Funding for postgraduate study
Some sources of funding for masters and PhD courses require a separate application. Check closing dates and eligibility criteria carefully. In your application focus on the recipient - what do they need to know about you, your interests, your motivation, your experience? In many cases it is also important to consider why they are offering the funding. Is it a scholarship from a foundation aiming to promote international understanding or some other ethos? How will you be an effective ambassador for that? Most commonly you will need to submit an academic CV and personal statement.
See also our information on sources of funding for postgraduate study in the UK, the USA and elsewhere.
Post-doctoral fellowships, including Junior Research Fellowships (JRFs)

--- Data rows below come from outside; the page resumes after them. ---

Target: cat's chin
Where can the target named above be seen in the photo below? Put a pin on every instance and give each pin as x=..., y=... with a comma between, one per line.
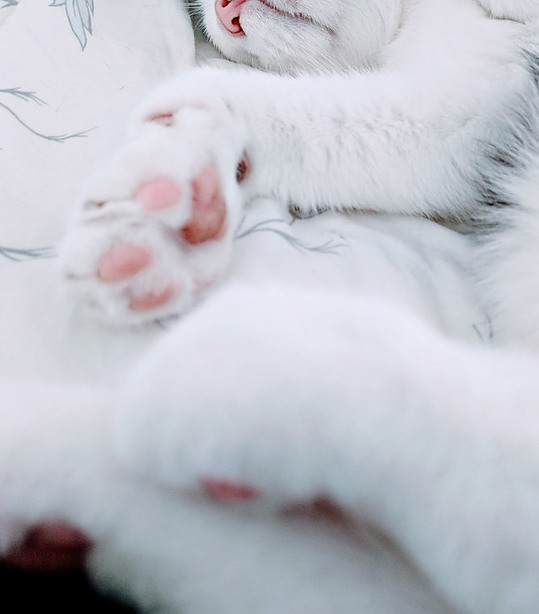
x=266, y=33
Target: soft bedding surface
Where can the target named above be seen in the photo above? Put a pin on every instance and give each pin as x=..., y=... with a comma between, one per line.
x=70, y=71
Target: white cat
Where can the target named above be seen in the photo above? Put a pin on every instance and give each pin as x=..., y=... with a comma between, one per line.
x=297, y=391
x=435, y=114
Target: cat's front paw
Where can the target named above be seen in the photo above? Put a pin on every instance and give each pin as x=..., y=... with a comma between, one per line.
x=156, y=224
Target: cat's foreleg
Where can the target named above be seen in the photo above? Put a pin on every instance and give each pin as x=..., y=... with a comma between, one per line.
x=520, y=10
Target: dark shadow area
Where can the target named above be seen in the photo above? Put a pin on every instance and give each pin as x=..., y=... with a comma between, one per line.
x=61, y=593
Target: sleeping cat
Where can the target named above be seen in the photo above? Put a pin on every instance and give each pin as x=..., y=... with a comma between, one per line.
x=425, y=108
x=346, y=396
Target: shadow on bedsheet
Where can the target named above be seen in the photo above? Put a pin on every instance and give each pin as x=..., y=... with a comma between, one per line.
x=61, y=593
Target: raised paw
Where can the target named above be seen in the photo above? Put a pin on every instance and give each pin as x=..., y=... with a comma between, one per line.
x=156, y=225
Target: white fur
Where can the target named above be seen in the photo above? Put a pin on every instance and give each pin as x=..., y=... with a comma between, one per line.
x=338, y=382
x=414, y=125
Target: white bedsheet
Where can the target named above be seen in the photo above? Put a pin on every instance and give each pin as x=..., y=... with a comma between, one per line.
x=69, y=73
x=68, y=77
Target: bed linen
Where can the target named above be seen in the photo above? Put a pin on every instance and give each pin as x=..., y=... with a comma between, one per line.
x=69, y=71
x=69, y=74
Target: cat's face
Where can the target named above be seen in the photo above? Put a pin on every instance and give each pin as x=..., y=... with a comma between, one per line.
x=294, y=36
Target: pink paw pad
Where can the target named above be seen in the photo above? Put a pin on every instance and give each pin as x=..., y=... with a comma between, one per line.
x=151, y=300
x=123, y=260
x=228, y=491
x=158, y=194
x=208, y=220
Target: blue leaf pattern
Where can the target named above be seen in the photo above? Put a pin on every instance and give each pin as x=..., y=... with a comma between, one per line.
x=79, y=14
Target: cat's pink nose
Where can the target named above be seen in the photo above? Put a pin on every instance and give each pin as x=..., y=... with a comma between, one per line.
x=228, y=12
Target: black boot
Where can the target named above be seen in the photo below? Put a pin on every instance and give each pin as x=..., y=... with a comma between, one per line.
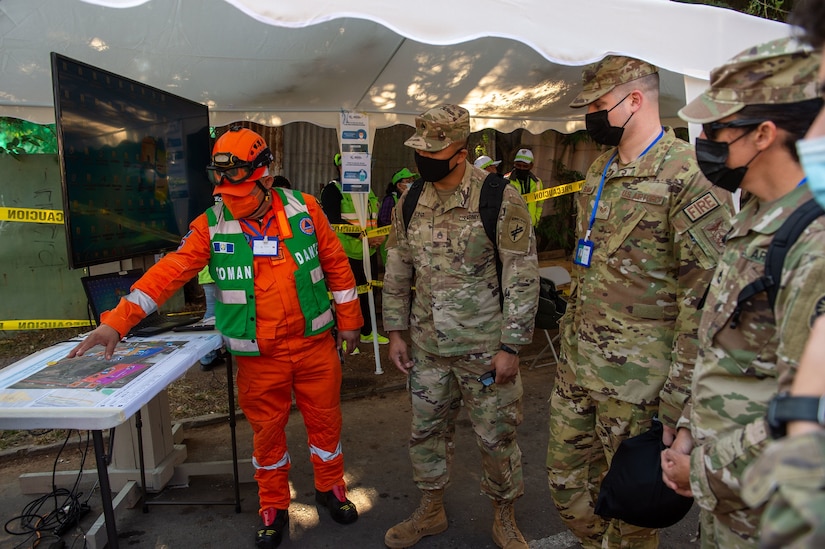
x=342, y=510
x=276, y=522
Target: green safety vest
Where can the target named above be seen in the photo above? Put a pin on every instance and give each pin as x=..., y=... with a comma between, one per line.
x=231, y=266
x=350, y=241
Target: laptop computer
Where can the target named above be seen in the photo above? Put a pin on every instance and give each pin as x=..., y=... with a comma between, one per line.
x=104, y=292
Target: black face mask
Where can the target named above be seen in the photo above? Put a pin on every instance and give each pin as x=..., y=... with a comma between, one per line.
x=712, y=156
x=432, y=169
x=600, y=130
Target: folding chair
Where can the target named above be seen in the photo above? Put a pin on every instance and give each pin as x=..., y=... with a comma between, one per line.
x=551, y=308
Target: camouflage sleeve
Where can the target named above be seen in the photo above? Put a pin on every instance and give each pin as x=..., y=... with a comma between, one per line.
x=700, y=220
x=398, y=276
x=718, y=465
x=789, y=478
x=520, y=270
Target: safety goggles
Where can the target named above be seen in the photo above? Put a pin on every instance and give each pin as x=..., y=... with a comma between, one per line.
x=227, y=166
x=711, y=129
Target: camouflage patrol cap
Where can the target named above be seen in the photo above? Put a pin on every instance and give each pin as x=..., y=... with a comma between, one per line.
x=775, y=72
x=440, y=127
x=613, y=70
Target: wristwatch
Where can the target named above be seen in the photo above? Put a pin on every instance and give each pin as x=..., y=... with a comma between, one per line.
x=784, y=408
x=508, y=349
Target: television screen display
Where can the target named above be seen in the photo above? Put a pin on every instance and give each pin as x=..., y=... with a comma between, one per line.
x=133, y=161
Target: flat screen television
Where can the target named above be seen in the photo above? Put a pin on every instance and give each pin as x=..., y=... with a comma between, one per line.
x=133, y=161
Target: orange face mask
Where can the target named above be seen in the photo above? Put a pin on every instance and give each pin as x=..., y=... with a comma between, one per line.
x=253, y=205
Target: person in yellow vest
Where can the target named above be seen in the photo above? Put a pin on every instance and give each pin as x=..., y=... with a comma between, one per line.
x=340, y=210
x=526, y=181
x=401, y=181
x=487, y=164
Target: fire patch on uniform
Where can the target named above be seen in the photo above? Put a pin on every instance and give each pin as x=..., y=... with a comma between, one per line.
x=702, y=206
x=517, y=229
x=819, y=310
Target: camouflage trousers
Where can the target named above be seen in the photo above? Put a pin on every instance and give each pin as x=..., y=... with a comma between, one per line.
x=586, y=429
x=790, y=477
x=438, y=386
x=715, y=534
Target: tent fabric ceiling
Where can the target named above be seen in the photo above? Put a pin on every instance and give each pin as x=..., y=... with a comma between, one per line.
x=513, y=64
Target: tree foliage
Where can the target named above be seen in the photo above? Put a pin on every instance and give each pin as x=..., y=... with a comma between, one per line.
x=776, y=10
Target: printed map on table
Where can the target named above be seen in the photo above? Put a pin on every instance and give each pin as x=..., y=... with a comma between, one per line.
x=92, y=371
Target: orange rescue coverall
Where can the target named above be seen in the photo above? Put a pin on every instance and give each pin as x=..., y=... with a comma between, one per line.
x=289, y=361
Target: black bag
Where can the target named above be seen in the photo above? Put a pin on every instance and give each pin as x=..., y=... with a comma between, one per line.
x=551, y=305
x=633, y=489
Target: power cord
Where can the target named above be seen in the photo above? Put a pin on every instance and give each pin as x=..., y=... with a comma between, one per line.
x=39, y=524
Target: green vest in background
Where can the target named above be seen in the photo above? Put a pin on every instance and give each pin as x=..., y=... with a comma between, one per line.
x=350, y=241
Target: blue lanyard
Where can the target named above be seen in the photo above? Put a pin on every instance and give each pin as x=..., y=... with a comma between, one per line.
x=604, y=175
x=255, y=231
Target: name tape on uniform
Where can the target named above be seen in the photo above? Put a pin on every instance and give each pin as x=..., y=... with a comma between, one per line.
x=31, y=215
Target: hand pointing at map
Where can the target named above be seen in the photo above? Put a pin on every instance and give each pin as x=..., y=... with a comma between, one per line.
x=102, y=335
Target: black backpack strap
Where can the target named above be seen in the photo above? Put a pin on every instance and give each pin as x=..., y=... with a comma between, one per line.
x=489, y=204
x=411, y=200
x=781, y=243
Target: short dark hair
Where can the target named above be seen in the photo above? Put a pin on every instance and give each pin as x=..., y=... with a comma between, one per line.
x=794, y=118
x=809, y=16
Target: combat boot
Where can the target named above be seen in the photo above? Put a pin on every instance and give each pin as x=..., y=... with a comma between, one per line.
x=427, y=520
x=505, y=532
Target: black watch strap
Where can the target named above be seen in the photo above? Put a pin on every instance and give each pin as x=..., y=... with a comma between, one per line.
x=784, y=408
x=508, y=349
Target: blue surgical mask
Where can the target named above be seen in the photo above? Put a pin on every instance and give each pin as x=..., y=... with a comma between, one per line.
x=812, y=157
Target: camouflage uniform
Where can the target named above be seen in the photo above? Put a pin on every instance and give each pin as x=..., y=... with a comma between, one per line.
x=628, y=336
x=456, y=326
x=739, y=370
x=790, y=475
x=744, y=361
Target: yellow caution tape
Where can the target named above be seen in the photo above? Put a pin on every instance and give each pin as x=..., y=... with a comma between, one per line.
x=346, y=228
x=553, y=192
x=41, y=324
x=31, y=215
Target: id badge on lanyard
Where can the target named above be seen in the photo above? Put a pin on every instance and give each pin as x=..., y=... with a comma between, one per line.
x=584, y=252
x=265, y=246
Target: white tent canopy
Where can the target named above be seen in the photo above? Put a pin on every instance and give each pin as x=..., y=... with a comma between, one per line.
x=513, y=64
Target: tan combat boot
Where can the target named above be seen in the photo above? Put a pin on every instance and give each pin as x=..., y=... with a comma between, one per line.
x=427, y=520
x=505, y=532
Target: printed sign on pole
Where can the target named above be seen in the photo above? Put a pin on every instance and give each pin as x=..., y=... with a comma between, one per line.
x=354, y=132
x=355, y=173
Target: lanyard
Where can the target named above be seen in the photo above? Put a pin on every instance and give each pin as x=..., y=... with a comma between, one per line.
x=255, y=232
x=604, y=175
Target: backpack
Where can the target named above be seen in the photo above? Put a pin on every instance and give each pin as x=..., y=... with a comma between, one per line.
x=489, y=204
x=782, y=242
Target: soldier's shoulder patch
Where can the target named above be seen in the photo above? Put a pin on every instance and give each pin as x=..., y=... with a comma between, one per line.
x=701, y=207
x=517, y=228
x=818, y=311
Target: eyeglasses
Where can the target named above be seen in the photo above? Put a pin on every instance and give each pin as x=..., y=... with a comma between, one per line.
x=712, y=128
x=233, y=169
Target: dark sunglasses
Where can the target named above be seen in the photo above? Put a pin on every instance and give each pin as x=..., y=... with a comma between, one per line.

Read the job description carefully to understand what is prioritised by the recruiting College or institution(s) beyond furthering your research. If there are additional responsibilities such, as outreach, mentoring, expanding or fostering academic networks, you will need to provide evidence of your interest and experience in these areas, as well as statements about how you would fulfil these roles when in post.

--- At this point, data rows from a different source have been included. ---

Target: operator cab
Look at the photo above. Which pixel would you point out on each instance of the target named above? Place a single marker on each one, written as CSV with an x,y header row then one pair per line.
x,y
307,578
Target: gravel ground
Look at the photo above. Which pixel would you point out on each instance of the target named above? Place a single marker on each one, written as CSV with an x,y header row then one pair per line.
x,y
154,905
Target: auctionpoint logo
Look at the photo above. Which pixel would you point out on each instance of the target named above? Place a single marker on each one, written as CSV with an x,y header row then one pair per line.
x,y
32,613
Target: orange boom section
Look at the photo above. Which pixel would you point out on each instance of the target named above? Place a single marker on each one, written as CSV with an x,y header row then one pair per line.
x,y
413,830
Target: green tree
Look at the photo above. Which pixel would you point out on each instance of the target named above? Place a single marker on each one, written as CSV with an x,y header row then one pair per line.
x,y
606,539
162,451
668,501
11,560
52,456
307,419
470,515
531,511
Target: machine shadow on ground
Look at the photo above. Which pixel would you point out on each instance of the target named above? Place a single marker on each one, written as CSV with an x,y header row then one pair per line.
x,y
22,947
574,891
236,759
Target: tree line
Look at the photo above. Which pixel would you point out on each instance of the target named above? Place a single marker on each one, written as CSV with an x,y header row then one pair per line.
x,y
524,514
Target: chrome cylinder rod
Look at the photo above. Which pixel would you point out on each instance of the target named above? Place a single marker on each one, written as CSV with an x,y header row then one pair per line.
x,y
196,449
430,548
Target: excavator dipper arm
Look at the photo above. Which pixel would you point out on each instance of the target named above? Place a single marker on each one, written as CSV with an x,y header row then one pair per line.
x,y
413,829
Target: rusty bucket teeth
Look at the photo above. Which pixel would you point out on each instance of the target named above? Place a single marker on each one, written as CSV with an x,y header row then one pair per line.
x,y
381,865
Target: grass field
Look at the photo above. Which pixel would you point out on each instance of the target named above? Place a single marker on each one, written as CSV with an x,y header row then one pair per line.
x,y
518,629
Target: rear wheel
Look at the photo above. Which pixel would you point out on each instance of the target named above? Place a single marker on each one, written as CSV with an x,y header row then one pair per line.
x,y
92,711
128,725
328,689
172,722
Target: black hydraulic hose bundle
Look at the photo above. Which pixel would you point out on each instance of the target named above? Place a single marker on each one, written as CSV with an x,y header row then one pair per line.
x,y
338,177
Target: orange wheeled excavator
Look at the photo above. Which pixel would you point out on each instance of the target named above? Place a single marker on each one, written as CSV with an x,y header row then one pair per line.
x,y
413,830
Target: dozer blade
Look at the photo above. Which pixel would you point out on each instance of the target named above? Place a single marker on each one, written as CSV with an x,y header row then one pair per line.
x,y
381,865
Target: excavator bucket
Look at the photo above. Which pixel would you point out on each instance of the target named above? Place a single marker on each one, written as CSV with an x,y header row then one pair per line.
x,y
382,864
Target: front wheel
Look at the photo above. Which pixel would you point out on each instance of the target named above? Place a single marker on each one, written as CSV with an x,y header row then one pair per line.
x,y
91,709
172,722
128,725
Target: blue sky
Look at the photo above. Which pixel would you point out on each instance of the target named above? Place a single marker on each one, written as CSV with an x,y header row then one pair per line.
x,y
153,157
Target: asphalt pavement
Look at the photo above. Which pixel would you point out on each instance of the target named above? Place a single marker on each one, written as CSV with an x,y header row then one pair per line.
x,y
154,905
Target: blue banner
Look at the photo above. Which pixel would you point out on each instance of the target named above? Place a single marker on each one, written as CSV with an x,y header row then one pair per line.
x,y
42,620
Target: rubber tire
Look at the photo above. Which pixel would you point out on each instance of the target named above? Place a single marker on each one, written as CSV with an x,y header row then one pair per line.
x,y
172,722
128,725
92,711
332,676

Try to meet current JRF holders to gain further insight into what the role entails on a daily basis and what is expected by senior colleagues.

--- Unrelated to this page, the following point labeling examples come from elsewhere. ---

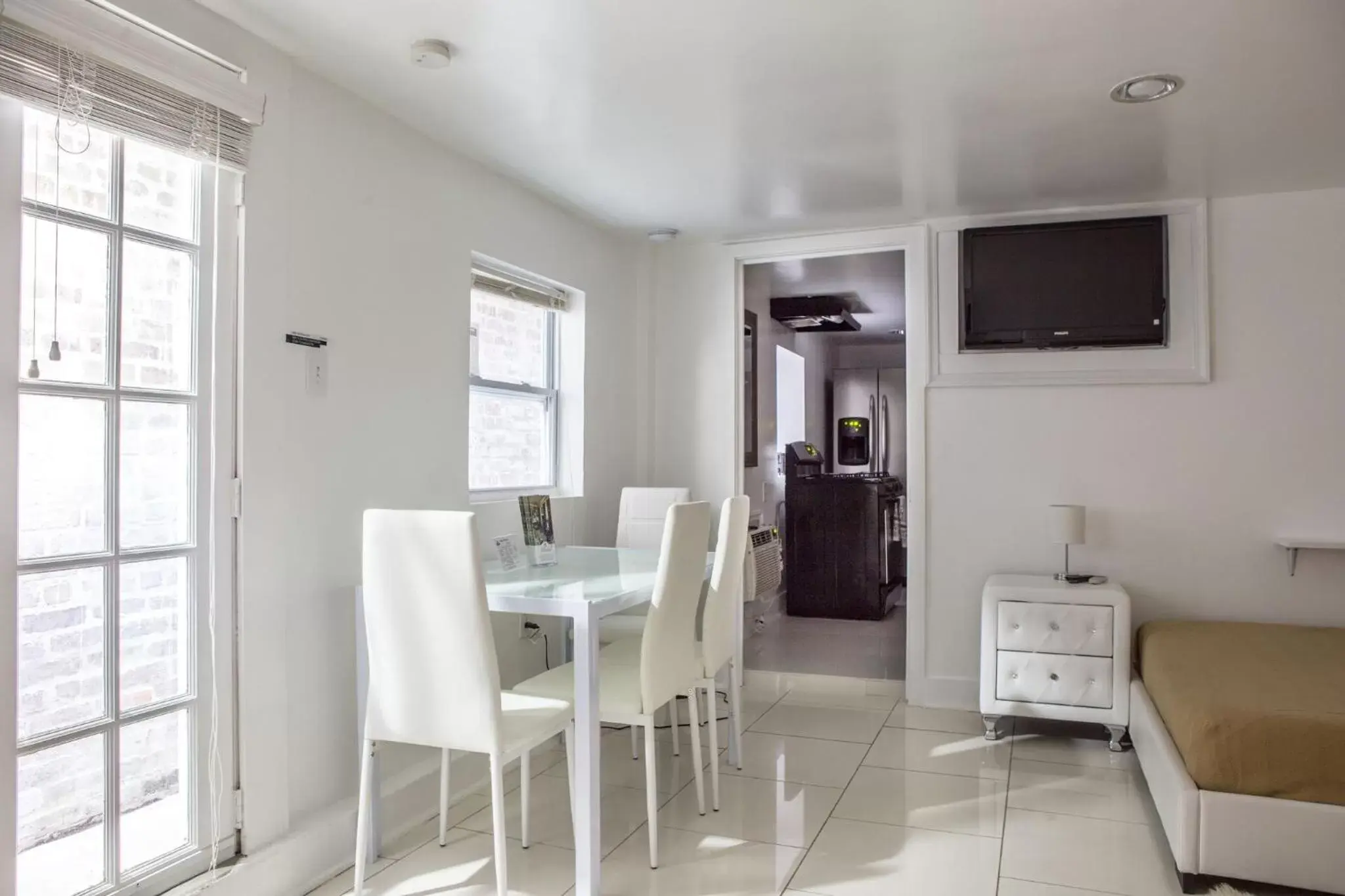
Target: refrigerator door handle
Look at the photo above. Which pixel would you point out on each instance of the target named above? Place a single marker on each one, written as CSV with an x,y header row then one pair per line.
x,y
887,542
883,435
873,442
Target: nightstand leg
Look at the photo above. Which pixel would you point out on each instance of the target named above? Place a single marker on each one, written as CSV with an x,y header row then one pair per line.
x,y
1116,734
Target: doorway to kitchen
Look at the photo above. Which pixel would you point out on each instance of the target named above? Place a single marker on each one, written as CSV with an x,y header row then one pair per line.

Show how your research contributes to, extends and/or maximises the impact of other work going on in the University. Then state why the JRF would enable you to further these in specific ways.
Give prominence to your publications (and those in progress):
- use headings in your publications list to draw attention to journal articles (above book chapters), and to distinguish policy papers from expert reviews and public commentaries, or conference proceedings from published papers.
- consider adding an impact factor or HI index metrics to journal publications (even if these are not high for junior stage publications they show an awareness of their importance).
Outline how you intend to participate in knowledge exchange and public engagement within your fellowship. These activities are now recognised as significant components of academic life.
Give prominence to your grant-writing experience and partnerships or work with people or organisations outside the university.
Look at Vitae's Research Developer Framework to identify any other academic-related competencies that you could demonstrate in your application (particularly project-management, leadership, developing innovative partnerships/strategic thinking).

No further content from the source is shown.